“Dark rum in drinks, maybe even expensive vintage rum as a mixer in drinks – you can’t do that, that’s BLASPHEMI!?”— Anyone
You’ve probably heard the above sentence in some variation and I must admit, that I was once one of those people singing this song. I don’t do that anymore. I don’t do that anymore because several years ago it dawned to me how incredibly wrong, elitist and hopeless it was for me to claim that only cheap spirits belonged in cocktails and the expensive ones was for “pure” drinking only. Oh how wrong I was.
Where does this misconception originate from?
I have no clue, but I think I got it from the whisky-loving community – that’s where I’ve heard it mentioned the most anyway. As far as I see it, most people will claim that a 15 year old Laphroaigh should never be mixed with cola, an that it is better straight up (some will claim that watering it down or serving it on the rocks is allowed). And they are probably right, seen from their point of view, but who decides what I think tastes nice? Some feinschmecker – or me?

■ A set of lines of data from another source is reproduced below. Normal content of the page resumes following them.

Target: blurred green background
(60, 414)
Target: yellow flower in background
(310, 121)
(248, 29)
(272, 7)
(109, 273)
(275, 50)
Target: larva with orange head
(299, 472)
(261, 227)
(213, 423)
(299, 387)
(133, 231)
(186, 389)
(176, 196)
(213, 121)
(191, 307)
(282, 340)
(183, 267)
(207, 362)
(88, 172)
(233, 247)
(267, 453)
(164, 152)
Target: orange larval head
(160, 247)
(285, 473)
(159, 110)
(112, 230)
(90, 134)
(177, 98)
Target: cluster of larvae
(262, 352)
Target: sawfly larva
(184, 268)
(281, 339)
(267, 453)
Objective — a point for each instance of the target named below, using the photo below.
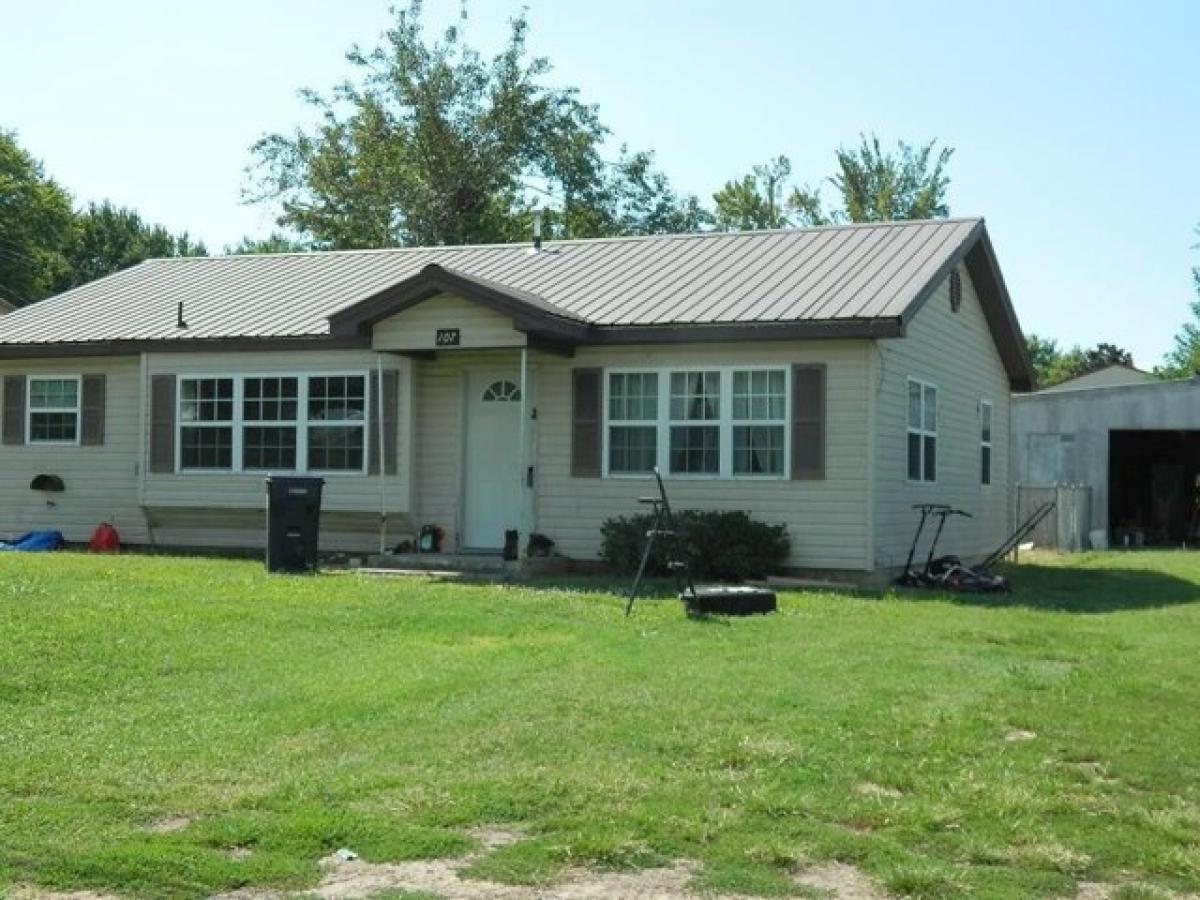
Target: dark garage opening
(1153, 487)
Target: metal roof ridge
(575, 241)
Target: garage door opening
(1153, 489)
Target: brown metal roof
(852, 281)
(827, 274)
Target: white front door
(492, 480)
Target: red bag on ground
(105, 539)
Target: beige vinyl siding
(101, 481)
(827, 520)
(343, 493)
(955, 352)
(415, 329)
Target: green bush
(726, 546)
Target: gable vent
(955, 291)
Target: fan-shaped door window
(502, 391)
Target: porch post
(522, 451)
(383, 466)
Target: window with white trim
(270, 423)
(985, 417)
(695, 445)
(53, 411)
(922, 431)
(706, 423)
(337, 414)
(633, 423)
(279, 423)
(205, 423)
(760, 421)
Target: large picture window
(53, 411)
(273, 424)
(715, 423)
(922, 431)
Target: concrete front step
(474, 563)
(478, 565)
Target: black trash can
(293, 523)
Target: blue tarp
(35, 540)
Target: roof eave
(131, 347)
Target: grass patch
(945, 745)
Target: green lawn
(1009, 748)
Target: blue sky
(1077, 125)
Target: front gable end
(973, 264)
(445, 322)
(419, 313)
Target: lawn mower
(946, 573)
(949, 573)
(725, 599)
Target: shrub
(727, 546)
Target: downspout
(383, 461)
(523, 467)
(143, 447)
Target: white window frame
(725, 423)
(301, 424)
(298, 424)
(922, 430)
(988, 411)
(30, 411)
(657, 423)
(751, 423)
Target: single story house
(821, 378)
(1133, 444)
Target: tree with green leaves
(875, 185)
(435, 144)
(108, 238)
(756, 201)
(275, 243)
(1183, 360)
(1053, 365)
(36, 225)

In honesty I probably wouldn’t mix the Laphroaigh with cola, it’s too smoky for that (it was just an example), but after having spent too much money on cheap booze in my younger years (and hated myself for it every single “the day after”) I’ve developed a taste for the finer taste notes in premium spirits. I’ve become a genuine fan of rum; of good rum, that is. Not of the most expensive, vintage collectors editions, but of good, fair-priced rum like the El-Dorado and the Ron Zacapa. And I’m not afraid to serve them straight up or as mixers in drinks and cocktails.
What has changed?
You see, I’ve discovered that by using a good rum or whisky it adds a dimension to the drink that wasn’t there before. Some you’ll like and some you’ll hate, but that is not the point. The point is that by trying you get to optimize a given cocktail to your pallet, not mine or some unknown bartender in a bar eighty years ago. Over time I’ve come up with some mashup’s (mixups?) that my girlfriend and I enjoy thoroughly when sitting alone or with friends on the balcony, overlooking the sun set below the water. Now that’s life…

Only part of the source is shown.